The Type II Secretion System in Acinetobacter baumannii: Its Role in Pathogenesis and Translational Implications

Abstract

Acinetobacter baumannii is a Gram-negative, nosocomial pathogen that typically infects immune-compromised individuals. It is of growing concern in healthcare settings due to its ability to form biofilms, survive long periods of desiccation, and easily acquire antibiotic resistance. In an effort to better combat this pathogen, we have focused on elucidating aspects of the pathogenesis of A. baumannii. Many Gram-negative bacteria such as Vibrio cholerae and Pseudomonas aeruginosa possess a Type II Secretion System (T2SS) to secrete substrates used for colonization and survival in their environment. In our first study, we highlighted the unique organization of the T2SS genes, gsp, in A. baumannii and demonstrated that, despite this uniqueness, the T2SS is functional by analyzing a secreted lipase, LipA. Unlike the wild-type ATCC 17978 strain, both the ΔlipA and ΔgspD mutant strains were unable to grow on media where long-chain fatty acids were the only source of nutrients. This difference was also observed in a quantitative lipase assay using 4-nitrophenyl myristate as the substrate for LipA. To determine if the T2SS has a role in vivo we inoculated mice via tail vein with an equal number of the wild-type 17978 strain and a mutant strain (either the ΔlipA or ΔgspD strain). Both mutants were outcompeted by the wild-type strain indicating that the T2SS is necessary for full colonization in a bacteremia model.

We continued exploring the role of the T2SSs in pathogenesis by characterizing the metalloprotease CpaA secreted by the A. baumannii strain AB031. We verified that CpaA is a T2S substrate using an Activated Partial Thromboplastin Time (aPTT) assay, which measures the function of the intrinsic coagulation pathway, the target of CpaA. A modified aPTT assay demonstrated that CpaA targets the coagulation component factor XII (fXII). We pinpointed the site of cleavage between Pro308 and Thr309 by subjecting cleaved fXII to N-terminal sequencing by Edman degradation. As Thr309 is O-glycosylated, we tested for the necessity of O-glycosylated residues by treating fXII with deglycosylases. CpaA was unable to cleave deglycosylated fXII, but deglycosylation did not affect the function of fXII when measured by an aPTT assay.
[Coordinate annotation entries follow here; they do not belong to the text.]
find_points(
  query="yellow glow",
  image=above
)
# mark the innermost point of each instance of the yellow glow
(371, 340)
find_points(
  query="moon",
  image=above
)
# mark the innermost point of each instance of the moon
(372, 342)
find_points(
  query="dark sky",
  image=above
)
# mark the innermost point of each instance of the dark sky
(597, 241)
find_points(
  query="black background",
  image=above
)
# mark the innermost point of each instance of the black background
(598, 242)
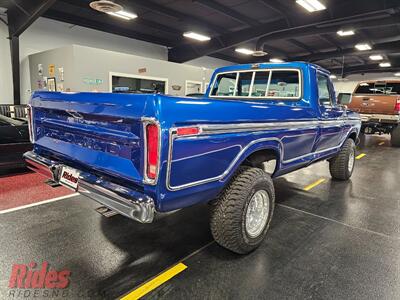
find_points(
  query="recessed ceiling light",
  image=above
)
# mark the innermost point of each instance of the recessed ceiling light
(376, 57)
(311, 5)
(345, 32)
(196, 36)
(123, 15)
(244, 51)
(276, 60)
(385, 65)
(363, 47)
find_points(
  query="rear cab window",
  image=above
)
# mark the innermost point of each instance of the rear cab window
(324, 91)
(379, 88)
(258, 84)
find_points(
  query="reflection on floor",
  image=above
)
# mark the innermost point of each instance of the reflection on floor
(339, 240)
(23, 187)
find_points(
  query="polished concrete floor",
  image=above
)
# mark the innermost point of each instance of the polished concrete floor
(340, 240)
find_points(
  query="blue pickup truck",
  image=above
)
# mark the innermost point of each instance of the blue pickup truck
(147, 153)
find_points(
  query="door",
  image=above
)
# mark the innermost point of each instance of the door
(331, 115)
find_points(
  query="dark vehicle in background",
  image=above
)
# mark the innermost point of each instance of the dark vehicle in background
(195, 95)
(378, 103)
(14, 141)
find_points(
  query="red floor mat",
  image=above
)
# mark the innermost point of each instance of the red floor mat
(21, 189)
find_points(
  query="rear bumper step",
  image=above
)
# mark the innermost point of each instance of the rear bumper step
(127, 202)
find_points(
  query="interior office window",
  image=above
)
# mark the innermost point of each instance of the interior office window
(324, 96)
(284, 84)
(137, 85)
(380, 87)
(224, 85)
(244, 82)
(260, 84)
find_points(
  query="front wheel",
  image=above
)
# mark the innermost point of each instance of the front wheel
(341, 167)
(241, 216)
(395, 137)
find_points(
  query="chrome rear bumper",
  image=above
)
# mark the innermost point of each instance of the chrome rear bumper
(125, 201)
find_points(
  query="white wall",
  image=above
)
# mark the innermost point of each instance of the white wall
(6, 94)
(45, 34)
(349, 84)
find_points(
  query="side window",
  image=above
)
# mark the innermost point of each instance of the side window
(324, 95)
(260, 84)
(284, 84)
(224, 85)
(244, 82)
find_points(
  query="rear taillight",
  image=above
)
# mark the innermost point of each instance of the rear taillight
(397, 106)
(30, 124)
(152, 138)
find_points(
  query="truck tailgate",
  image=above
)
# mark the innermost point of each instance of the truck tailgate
(374, 104)
(99, 132)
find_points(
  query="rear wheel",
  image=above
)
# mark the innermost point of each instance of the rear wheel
(341, 167)
(241, 216)
(395, 137)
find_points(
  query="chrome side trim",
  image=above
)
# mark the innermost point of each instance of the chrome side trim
(246, 127)
(186, 185)
(146, 121)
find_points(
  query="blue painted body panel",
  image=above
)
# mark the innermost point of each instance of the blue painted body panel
(103, 133)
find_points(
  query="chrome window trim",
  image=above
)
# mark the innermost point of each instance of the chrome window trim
(270, 70)
(329, 90)
(146, 121)
(245, 127)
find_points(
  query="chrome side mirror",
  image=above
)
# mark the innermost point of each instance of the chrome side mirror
(344, 98)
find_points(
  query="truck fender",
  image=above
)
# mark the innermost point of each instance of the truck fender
(265, 147)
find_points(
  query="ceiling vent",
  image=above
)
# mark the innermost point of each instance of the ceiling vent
(259, 53)
(105, 6)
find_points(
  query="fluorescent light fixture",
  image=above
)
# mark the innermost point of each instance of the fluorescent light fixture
(244, 51)
(196, 36)
(345, 32)
(276, 60)
(123, 15)
(311, 5)
(385, 65)
(376, 57)
(127, 14)
(363, 47)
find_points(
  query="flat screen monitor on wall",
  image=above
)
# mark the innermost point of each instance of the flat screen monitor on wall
(121, 84)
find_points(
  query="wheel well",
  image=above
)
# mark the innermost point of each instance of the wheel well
(257, 158)
(353, 136)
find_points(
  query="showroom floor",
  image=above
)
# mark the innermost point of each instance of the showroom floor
(328, 240)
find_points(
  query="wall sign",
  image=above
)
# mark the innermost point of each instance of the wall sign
(92, 81)
(52, 70)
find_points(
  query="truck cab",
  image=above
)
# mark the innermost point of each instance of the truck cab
(378, 103)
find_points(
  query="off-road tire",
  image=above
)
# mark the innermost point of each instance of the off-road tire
(395, 137)
(228, 213)
(338, 166)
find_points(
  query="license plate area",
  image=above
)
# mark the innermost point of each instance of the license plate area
(69, 177)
Finally, we utilized a murine bacteremia model and observed that the strain lacking CpaA was unable to compete with the wild-type strain, suggesting that it contributes to in vivo fitness possibly by preventing intravascular capture by the coagulation system. In addition to the virulence traits mentioned above, the T2SS also aids in survival in serum as the wild-type strain, 17978, withstands complement mediated killing via the alternative complement pathway significantly better than a T2SS mutant. As the T2SS contributes to in vivo survival and protection from human complement, we designed, optimized, and validated a high-throughput screen (HTS) to identify inhibitors of the T2SS in A. baumannii. By targeting the T2SS a putative inhibitor would block the secreted substrates and, thereby, their functions. By utilizing a whole-cell lipase assay, we developed a HTS with low variation among the controls and a dynamic range between the positive and negative controls, giving a z-factor of 0.65. In addition, we showed that our screen is robust, sensitive, and reproducible. Taken together, my thesis work provides much needed insight into the pathogenesis of A. baumannii by elucidating the role of the T2SS and its substrates, LipA and CpaA.